When Andrew Denton visited Ben Quilty at home in 2013 to write about his Fiji Wedding show at Melbourne’s Tolarno Galleries, the television producer and comedian described a corner of the artist’s studio as being ‘entirely submerged under solidified globs of multi-coloured paint, as if a rainbow had crawled there to die’.
Quilty trained as an artist in an era when it was constantly put to him that painting was dead. Denton’s mortal rainbow was further proof of life. Defying the naysayers, the artist persisted at pushing paint around canvas, picking up the Brett Whiteley Travelling Art Scholarship, Moran and Archibald Prizes, and an appointment to the board of trustees at the Art Gallery of New South Wales along the way.
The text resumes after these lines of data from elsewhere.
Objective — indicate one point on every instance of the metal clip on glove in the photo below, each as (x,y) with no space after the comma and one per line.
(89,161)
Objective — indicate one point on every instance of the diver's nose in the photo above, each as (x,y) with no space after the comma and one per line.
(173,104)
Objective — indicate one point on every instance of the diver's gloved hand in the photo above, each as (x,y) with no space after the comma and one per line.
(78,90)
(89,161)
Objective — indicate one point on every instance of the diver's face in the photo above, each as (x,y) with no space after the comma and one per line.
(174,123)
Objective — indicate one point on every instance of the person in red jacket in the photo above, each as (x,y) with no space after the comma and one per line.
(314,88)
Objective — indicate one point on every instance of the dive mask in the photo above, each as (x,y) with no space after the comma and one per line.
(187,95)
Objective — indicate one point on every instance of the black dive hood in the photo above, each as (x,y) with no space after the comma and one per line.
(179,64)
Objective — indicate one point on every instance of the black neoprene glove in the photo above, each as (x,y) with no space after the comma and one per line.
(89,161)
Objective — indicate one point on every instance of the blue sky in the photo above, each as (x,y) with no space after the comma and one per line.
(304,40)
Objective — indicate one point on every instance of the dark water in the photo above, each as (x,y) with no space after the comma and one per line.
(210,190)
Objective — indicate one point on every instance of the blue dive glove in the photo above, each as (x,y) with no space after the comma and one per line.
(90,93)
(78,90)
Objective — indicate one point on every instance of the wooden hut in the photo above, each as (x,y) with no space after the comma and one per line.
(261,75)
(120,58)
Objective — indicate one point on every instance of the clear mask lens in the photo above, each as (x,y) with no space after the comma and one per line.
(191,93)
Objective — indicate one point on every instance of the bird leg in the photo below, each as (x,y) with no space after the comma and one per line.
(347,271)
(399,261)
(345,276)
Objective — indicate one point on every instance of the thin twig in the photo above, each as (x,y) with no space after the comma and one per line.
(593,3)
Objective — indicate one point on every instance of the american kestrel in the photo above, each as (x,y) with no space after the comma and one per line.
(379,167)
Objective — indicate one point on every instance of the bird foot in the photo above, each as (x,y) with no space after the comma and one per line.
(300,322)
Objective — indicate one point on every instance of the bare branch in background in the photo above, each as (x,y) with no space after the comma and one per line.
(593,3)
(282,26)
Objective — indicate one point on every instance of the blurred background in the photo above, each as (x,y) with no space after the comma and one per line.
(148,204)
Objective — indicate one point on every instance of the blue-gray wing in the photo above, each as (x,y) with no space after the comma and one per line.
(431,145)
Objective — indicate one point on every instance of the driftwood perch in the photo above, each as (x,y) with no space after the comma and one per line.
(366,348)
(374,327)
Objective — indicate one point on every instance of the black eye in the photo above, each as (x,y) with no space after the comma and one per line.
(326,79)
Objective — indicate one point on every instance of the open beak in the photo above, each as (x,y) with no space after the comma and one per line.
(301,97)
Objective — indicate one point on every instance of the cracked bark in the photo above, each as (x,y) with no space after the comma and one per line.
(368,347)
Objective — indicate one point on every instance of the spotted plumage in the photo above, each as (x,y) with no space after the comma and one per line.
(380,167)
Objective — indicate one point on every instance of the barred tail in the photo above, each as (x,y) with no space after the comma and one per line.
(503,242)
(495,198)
In 2014 he was awarded the inaugural Prudential Eye Award for Contemporary Art in Singapore and staged his first exhibition in London at the Saatchi Gallery. ‘His choice of subject matter and exuberant painterly style has shocked and seduced,’ Barry Pearce writes in 100 moments in Australian painting. ‘Quilty adding to the mix of his mercurial profile an articulate conscience about society and politics.’
My favourite photograph of all time! Laing spends hours preparing for a single photograph. In this work she has literally carpeted the forest floor. The work speaks to me about the way in which we interact with the natural world. It is a traditionally beautiful image but also a haunting reminder of the dangers that confront us if we continue to ignore the ecosystem that we are a part of. My little boy assumed that the forest had grown into a house when he saw this image. It is alluring, profound and troubling. Great art!
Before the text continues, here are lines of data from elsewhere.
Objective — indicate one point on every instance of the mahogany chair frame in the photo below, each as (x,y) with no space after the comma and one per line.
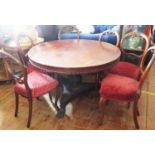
(144,73)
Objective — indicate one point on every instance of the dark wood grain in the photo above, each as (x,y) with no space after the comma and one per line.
(73,56)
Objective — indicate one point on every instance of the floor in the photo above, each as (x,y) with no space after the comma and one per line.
(85,112)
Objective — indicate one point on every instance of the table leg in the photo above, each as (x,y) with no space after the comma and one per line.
(71,92)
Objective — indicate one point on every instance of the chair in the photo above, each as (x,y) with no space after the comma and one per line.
(29,84)
(126,68)
(111,32)
(122,88)
(69,28)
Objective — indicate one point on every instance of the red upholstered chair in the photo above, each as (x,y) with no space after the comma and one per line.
(123,88)
(68,28)
(112,33)
(126,68)
(29,84)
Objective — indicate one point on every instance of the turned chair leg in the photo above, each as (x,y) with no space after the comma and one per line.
(135,114)
(17,104)
(30,112)
(101,111)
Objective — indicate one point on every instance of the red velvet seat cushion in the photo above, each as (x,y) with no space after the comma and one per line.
(126,69)
(119,88)
(39,83)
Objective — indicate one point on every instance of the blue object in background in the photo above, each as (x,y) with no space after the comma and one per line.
(109,38)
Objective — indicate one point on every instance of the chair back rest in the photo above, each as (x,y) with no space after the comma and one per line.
(24,43)
(110,32)
(69,28)
(138,37)
(9,59)
(146,63)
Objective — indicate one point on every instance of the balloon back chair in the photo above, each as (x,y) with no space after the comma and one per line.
(125,89)
(126,68)
(28,84)
(67,29)
(111,32)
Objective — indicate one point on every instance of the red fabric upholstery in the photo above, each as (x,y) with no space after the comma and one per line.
(126,69)
(119,88)
(39,83)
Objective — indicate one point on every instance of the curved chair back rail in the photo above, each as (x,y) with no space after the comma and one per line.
(21,52)
(125,89)
(16,78)
(136,34)
(110,32)
(146,67)
(65,27)
(33,84)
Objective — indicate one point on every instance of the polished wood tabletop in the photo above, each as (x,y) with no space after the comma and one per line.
(73,56)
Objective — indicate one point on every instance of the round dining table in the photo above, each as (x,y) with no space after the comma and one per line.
(73,57)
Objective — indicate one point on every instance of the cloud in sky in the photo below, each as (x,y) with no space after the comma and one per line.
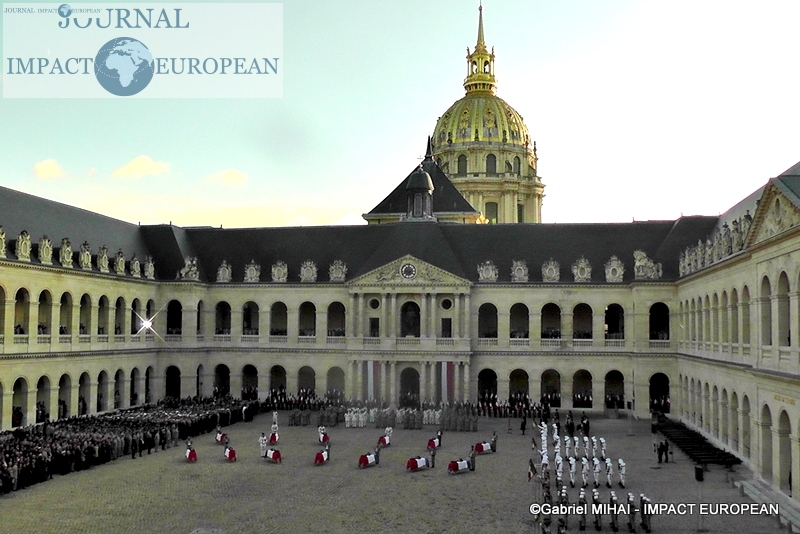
(228,176)
(141,166)
(49,169)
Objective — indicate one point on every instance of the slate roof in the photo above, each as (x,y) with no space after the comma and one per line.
(446,198)
(456,248)
(21,211)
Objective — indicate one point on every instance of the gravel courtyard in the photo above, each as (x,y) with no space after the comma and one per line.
(162,493)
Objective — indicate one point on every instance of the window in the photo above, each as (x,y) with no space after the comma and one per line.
(374,327)
(447,327)
(491,212)
(462,165)
(491,165)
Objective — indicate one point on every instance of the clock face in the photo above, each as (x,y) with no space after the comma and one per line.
(408,271)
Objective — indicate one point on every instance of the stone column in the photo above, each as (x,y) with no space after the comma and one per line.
(359,380)
(502,388)
(432,382)
(8,327)
(503,328)
(321,326)
(466,383)
(393,331)
(349,390)
(349,318)
(423,376)
(470,319)
(8,404)
(30,409)
(33,322)
(393,388)
(423,315)
(457,315)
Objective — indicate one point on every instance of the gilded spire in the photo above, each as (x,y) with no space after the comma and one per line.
(480,64)
(481,42)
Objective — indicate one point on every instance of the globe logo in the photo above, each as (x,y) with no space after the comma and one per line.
(123,66)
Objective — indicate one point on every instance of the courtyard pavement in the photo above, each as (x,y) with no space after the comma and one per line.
(162,493)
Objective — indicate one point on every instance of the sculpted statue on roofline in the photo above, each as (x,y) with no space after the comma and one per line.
(519,271)
(45,250)
(280,272)
(308,271)
(487,272)
(551,271)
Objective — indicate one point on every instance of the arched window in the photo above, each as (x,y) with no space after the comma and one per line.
(491,212)
(462,165)
(491,165)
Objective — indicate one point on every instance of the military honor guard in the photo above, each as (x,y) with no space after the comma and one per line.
(230,452)
(631,513)
(323,456)
(386,439)
(273,455)
(458,466)
(370,459)
(263,441)
(572,469)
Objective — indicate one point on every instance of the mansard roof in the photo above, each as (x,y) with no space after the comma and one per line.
(446,198)
(39,216)
(456,248)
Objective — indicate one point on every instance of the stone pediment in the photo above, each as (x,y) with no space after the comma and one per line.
(775,214)
(409,271)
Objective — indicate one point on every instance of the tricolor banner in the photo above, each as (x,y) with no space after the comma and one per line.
(447,373)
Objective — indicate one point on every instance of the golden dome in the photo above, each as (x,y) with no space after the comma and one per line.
(480,116)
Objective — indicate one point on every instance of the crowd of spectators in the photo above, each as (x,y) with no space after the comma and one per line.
(33,454)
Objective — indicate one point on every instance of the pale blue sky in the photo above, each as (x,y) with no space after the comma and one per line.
(640,110)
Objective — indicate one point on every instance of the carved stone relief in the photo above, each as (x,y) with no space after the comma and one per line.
(65,254)
(487,272)
(102,259)
(280,272)
(189,270)
(614,269)
(337,271)
(119,263)
(519,271)
(582,270)
(252,272)
(551,271)
(136,267)
(224,273)
(23,248)
(308,271)
(46,250)
(149,268)
(644,268)
(85,256)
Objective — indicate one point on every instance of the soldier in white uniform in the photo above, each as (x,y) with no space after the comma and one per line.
(572,468)
(559,471)
(596,470)
(585,472)
(263,441)
(609,472)
(631,513)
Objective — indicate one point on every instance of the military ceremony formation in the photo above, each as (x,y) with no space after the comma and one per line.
(593,370)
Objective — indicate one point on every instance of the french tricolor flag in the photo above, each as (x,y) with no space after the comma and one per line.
(448,381)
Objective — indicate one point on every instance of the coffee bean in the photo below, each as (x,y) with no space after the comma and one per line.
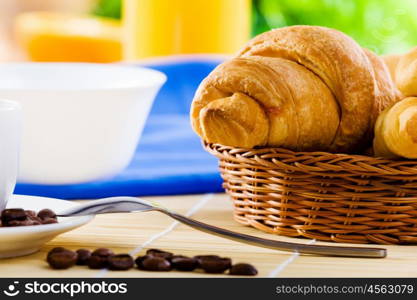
(120,262)
(12,214)
(63,259)
(214,264)
(16,223)
(83,256)
(154,263)
(31,214)
(46,214)
(183,263)
(159,253)
(243,269)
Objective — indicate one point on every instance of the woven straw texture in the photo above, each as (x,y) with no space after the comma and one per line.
(324,196)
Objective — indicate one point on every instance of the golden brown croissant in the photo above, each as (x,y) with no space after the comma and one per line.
(300,87)
(396,130)
(391,61)
(406,73)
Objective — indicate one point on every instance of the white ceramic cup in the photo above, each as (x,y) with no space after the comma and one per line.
(10,127)
(81,122)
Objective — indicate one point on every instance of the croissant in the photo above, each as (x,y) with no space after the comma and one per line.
(396,130)
(391,61)
(299,87)
(406,73)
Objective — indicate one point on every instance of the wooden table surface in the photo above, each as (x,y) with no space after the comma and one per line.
(134,233)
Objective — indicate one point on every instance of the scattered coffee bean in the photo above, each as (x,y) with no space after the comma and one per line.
(214,264)
(184,263)
(83,256)
(120,262)
(154,263)
(19,217)
(159,253)
(46,214)
(15,223)
(243,269)
(62,259)
(154,260)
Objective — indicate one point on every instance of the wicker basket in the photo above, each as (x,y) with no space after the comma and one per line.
(323,196)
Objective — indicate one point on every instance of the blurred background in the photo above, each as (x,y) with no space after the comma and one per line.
(169,158)
(114,30)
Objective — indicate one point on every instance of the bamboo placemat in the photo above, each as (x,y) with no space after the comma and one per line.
(140,231)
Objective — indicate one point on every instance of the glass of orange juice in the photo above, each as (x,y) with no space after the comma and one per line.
(167,27)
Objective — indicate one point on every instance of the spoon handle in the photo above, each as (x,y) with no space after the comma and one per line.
(279,245)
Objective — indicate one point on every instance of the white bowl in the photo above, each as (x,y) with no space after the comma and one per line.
(23,240)
(81,122)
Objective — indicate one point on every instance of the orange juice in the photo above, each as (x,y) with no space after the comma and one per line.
(166,27)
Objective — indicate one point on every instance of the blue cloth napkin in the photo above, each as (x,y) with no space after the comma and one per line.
(169,159)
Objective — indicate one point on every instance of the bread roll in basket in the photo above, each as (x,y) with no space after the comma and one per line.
(289,118)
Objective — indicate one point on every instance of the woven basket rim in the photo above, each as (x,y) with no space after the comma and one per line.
(316,161)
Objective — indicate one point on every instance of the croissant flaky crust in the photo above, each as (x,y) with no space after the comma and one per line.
(299,87)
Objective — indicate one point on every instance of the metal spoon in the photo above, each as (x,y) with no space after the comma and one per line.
(131,204)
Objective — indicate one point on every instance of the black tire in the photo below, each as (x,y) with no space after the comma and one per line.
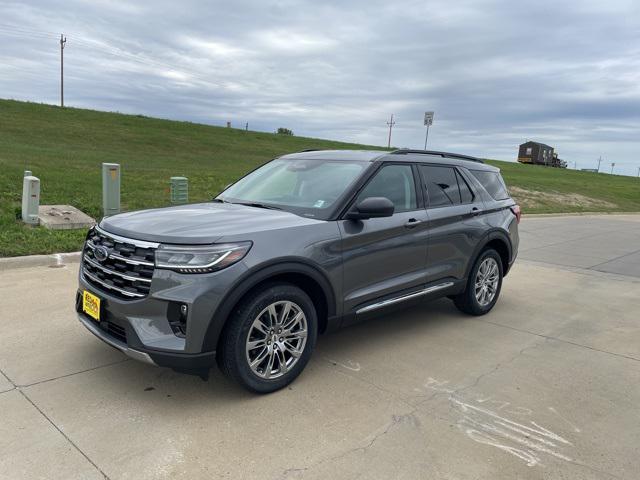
(467,301)
(232,355)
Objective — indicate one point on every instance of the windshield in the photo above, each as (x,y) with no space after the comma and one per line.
(306,187)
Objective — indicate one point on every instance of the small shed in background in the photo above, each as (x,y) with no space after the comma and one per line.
(536,153)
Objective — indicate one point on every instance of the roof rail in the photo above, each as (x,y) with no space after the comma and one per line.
(404,151)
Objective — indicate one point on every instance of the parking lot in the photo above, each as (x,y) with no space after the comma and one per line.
(545,386)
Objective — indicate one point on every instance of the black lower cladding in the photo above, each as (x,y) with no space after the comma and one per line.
(195,363)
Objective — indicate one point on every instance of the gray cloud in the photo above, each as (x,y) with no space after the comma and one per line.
(496,72)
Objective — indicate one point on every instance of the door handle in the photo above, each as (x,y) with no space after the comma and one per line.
(412,222)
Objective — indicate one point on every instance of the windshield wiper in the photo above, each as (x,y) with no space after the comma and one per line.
(257,205)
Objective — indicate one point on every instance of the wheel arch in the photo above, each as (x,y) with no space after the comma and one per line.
(304,275)
(500,242)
In my opinion Emily is the most important Australian artist of the last 40,000 years. Her work has been shown around the world. She is a legend and I wish that I had had the chance to meet her. Emily lived on the edge of the Simpson Desert and made work from the Utopia Community. With the most deft elegance she traversed styles within her practice like Picasso had and re-created the notion of contemporary art like Duchamp.
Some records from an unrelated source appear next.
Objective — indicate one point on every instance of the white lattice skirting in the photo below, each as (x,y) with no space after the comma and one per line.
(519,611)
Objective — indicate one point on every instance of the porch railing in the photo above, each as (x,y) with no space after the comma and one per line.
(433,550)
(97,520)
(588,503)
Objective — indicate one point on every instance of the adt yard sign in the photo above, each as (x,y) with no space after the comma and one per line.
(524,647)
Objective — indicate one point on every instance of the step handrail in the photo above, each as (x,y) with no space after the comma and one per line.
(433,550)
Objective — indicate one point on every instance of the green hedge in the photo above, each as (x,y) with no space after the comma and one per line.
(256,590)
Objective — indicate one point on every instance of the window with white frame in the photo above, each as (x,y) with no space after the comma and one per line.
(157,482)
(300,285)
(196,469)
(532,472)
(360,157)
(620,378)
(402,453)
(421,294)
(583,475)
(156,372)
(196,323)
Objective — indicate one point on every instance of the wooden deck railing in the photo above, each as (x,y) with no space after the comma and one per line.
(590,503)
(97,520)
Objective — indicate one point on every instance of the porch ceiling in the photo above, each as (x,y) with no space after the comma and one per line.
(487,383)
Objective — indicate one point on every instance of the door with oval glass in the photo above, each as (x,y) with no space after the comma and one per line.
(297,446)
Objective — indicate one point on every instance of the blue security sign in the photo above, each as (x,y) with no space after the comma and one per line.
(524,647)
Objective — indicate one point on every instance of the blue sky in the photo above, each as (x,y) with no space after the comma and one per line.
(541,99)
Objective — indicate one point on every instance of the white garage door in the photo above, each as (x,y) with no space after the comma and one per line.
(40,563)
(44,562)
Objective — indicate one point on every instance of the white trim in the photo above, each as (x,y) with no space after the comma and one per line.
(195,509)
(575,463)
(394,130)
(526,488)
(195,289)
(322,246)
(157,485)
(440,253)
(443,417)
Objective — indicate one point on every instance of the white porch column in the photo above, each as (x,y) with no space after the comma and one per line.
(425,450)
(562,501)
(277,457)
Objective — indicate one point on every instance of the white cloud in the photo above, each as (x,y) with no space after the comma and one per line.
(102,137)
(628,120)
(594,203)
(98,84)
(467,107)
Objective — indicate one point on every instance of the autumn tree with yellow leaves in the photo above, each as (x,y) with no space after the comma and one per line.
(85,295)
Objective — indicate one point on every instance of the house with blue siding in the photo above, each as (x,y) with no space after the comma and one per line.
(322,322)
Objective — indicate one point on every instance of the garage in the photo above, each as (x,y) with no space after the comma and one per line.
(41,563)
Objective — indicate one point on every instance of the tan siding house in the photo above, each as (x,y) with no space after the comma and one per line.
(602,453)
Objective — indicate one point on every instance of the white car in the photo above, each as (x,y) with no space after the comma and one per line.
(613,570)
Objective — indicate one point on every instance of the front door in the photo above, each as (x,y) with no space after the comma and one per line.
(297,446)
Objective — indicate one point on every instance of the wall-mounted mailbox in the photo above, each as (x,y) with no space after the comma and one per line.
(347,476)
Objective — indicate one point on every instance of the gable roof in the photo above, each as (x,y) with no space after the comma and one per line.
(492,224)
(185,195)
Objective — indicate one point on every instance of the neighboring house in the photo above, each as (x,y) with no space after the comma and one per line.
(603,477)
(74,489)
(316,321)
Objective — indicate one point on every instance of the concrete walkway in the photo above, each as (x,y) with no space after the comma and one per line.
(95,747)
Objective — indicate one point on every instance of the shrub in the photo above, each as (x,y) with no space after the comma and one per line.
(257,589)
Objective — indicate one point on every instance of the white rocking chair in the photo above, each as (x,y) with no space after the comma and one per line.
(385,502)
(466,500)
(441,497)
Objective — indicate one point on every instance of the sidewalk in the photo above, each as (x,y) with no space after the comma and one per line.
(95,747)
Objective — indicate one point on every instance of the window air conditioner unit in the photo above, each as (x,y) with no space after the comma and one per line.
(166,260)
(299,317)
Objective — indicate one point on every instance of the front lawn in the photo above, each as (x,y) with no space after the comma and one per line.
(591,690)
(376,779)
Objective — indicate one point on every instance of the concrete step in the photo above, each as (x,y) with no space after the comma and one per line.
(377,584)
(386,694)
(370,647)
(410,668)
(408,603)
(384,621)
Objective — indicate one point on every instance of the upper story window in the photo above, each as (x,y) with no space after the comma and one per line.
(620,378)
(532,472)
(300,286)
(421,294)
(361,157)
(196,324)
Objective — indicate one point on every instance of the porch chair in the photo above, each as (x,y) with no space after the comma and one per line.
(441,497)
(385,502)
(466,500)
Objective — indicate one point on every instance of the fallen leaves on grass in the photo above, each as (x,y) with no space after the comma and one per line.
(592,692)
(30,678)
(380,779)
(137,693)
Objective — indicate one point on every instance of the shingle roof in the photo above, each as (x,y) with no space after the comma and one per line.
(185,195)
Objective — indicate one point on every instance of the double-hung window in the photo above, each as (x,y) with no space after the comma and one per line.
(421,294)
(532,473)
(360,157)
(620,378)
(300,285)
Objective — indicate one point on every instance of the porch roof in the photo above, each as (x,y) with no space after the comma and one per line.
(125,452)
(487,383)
As a trustee I sit on the Acquisitions and Loans sub-committee for the Gallery. It is a rare privilege to see the planning and intellectual rigour that goes into building a collection for
the Gallery by the curators. This painting is a brand new addition to the collection. I had read about Japanese-born, LA artist Gajin Fujita but never seen his work in the flesh. The reproductions do no justice to the dazzling surfaces of his works. Using graffiti artists to ‘tag’ the finished paintings Fujita explores notions of identity and class. Fujita was a member of the infamous LA-based graffiti crew K2S.
I've been looking at this painting since I was a little boy. At first I didn't appreciate it, but it's been on the walls of the Gallery almost all of my life and so I've grown to understand it. By 19 years old at Sydney College of the Arts I was obsessed with Primrose Hill, autumn and it drove my studio practice for the next ten years. In an age where it was constantly suggested to me that ‘painting was dead’ Auerbach was using paint obsessively and by painting his local environment so tirelessly he quietly claimed back paint as a viable medium of communication in the new digital era. Auerbach is one of my heroes.